Alberta leads single-asset process on German RE asset

AIMCO invested €400m of equity in the deal centered around Aurelis Real Estate, a leading Germany-based light industrial real estate company.

Alberta Investment Management Company has led a single-asset restructuring centred around a top-performing real estate asset.

New York-headquartered real estate manager Alpine Grove Partners moved Aurelis Real Estate into a continuation vehicle anchored by the Edmonton-headquartered pension fund manager, according to a statement from Evercore, which advised on the deal.

Fully 50 percent of limited partners sold in the process, which values Aurelis at €1.7 billion.

AIMCO committed more than €400 million in equity to the deal following a competitive auction, it said in a separate statement.

Aurelis is a light industrial real estate operating company.
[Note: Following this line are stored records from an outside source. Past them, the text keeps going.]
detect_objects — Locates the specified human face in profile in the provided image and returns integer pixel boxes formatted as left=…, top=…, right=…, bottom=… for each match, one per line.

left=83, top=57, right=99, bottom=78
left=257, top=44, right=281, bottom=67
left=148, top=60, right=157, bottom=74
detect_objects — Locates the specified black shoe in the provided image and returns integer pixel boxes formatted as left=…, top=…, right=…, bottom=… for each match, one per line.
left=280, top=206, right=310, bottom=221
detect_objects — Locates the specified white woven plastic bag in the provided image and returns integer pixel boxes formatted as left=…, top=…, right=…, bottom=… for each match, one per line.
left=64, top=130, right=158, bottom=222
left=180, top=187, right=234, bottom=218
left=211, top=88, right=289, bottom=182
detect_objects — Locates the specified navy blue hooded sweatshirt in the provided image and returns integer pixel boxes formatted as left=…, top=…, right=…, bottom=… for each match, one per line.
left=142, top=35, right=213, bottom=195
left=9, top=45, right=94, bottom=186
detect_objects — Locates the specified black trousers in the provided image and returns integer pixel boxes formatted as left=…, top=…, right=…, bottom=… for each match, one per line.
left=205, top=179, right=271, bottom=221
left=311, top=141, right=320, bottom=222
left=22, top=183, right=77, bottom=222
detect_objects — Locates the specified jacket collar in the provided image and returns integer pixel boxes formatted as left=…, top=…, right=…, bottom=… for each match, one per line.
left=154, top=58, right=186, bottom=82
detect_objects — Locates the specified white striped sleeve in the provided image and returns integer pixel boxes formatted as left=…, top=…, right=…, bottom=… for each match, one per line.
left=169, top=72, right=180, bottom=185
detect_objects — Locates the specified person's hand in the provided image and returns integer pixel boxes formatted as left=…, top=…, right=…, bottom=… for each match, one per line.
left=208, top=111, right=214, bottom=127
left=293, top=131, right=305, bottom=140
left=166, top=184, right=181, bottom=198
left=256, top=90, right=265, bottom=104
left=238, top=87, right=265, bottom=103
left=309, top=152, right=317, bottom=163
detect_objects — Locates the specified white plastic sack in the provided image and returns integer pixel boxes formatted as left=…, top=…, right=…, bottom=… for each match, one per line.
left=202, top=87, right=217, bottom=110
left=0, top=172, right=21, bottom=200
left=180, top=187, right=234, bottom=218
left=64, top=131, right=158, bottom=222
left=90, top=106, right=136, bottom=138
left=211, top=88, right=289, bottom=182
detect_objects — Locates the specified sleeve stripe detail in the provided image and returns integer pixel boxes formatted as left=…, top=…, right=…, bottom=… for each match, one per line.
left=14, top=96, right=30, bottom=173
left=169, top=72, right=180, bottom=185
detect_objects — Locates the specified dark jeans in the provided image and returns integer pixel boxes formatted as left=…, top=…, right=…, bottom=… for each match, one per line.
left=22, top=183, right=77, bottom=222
It owns 130 assets totalling 11 million square feet of lettable building area and 65 million square feet of land, mainly in Germany’s south-west manufacturing corridor.

“Germany is difficult for investors to get sizeable exposure to at the best of times, the same goes for light industrial,” said Dimme Lucassen, a London-based managing director with Evercore. This made the deal “super attractive” to investors, he added.

Aurelis’s plan is to become the dominant “pure-play” light industrial manager in its market, Lucassen added. AIMCO was the only new investor in the continuation fund.

According to a source familiar with the deal, it priced close to par to net asset value and included €1.6 billion of additional capital to help realise Aurelis’s plan.

A majority of Aurelis was held by 2007-vintage Redwood Grove International, which closed on $2 billion in 2007, according to data from sister publication PERE. Investors include Australia Post Superannuation Scheme, New York State Common Retirement Fund and University of California Regents Endowment Fund. AIMCO was not an investor in that fund, Lucassen said.

Real estate secondaries volume dropped 53.4 percent year-on-year to $890 million in the first half of this year, making it the second-largest faller after private equity, according to data from intermediary Setter Capital.